VIFF Review: Maps to the Stars

David Cronenberg makes two kinds of films: Great ones and weird ones. I’m honestly not sure which category Maps to the Stars falls into. On the one hand, it’s a biting indictment of Hollywood and the stars who live there and features some fantastic performances, but on the other, it’s a muddled mess of slow-moving plots, some of which are never resolved.

2014 Vancouver International Film Festival

The story begins with a girl named Agatha (Mia Wasikowska) arriving in Los Angeles. She meets Jerome (Robert Pattinson), a limo driver. She gets a job as a personal assistant to Havana Segrand (Julianne Moore), an ageing actress with severe personality disorders. It turns out she’s also connected to the child star of the moment, Benji (Evan Bird) and his parents, domineering mother (Olivia Williams) and new age self-help guru father (John Cusack).

There are more connections between all the characters, but without spoiling too much of the plot, I can tell you that the movie spreads itself way too thin and does so too slowly. There are many things to like here; first and foremost, Julianne Moore diving headfirst into a troubled character. And I don’t mean troubled like “she’s wacky”; I mean troubled like “this woman is self-obsessed, narcissistic, willing to do anything to get to the top, and is also haunted by the ghost of her mother”.

Yes, one of the subplots is a ghost story. Two of the subplots are ghost stories, at least in part. Another is Havana Segrand desperately trying to get a part in a remake of a film her mother starred in –playing the same role– despite having a, shall we say, complicated relationship with her mother. And her mother’s ghost.

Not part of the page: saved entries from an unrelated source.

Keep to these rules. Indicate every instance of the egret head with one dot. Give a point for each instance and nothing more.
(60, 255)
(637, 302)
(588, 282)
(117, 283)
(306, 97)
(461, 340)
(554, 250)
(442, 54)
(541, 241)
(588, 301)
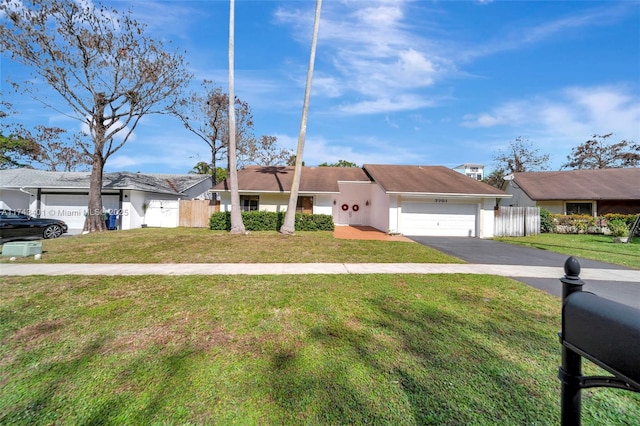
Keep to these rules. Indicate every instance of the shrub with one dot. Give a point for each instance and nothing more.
(272, 221)
(546, 222)
(618, 228)
(573, 224)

Did I mention there is a ghost story?

Moore is in fine form here. I’m not kidding when I say she dives headfirst into the emotional turmoil of this troubled character. It’s difficult that she is stuck opposite Mia Wasikowska, who is about as charismatic as a two-by-four (which, to be fair, seems to be by design).

John Cusack also dives headfirst into his new-age self-help massage therapist character, with the critical difference being that instead of being bipolar, he’s just legitimately creepy.

Strangely, it feels like there could have been a legitimately great film here. If it has just been the story of Havana Segrand going insane working on a remake of her mother’s film, or if it has just been the story of a young girl with a troubled past trying to reconnect with her estranged family, or if it had just been the story of an actor/writer/limo driver trying to make it in LA and being corrupted by the broken people around him, then the film may have had some focus and been more compelling. It’s that last one that is the most infuriating. An audience insert character we could relate to would have redeemed almost everything about this movie, but instead, we see the story through the eyes of arguably the most troubled character.

Maps to the Stars has a couple of great performances to keep it going, and if you like Cronenberg’s style of directing (which is a little cold and detached), then you might like this, but it’s a bit of a mess, and it’s a mess that isn’t redeemed by it’s few highlights for me.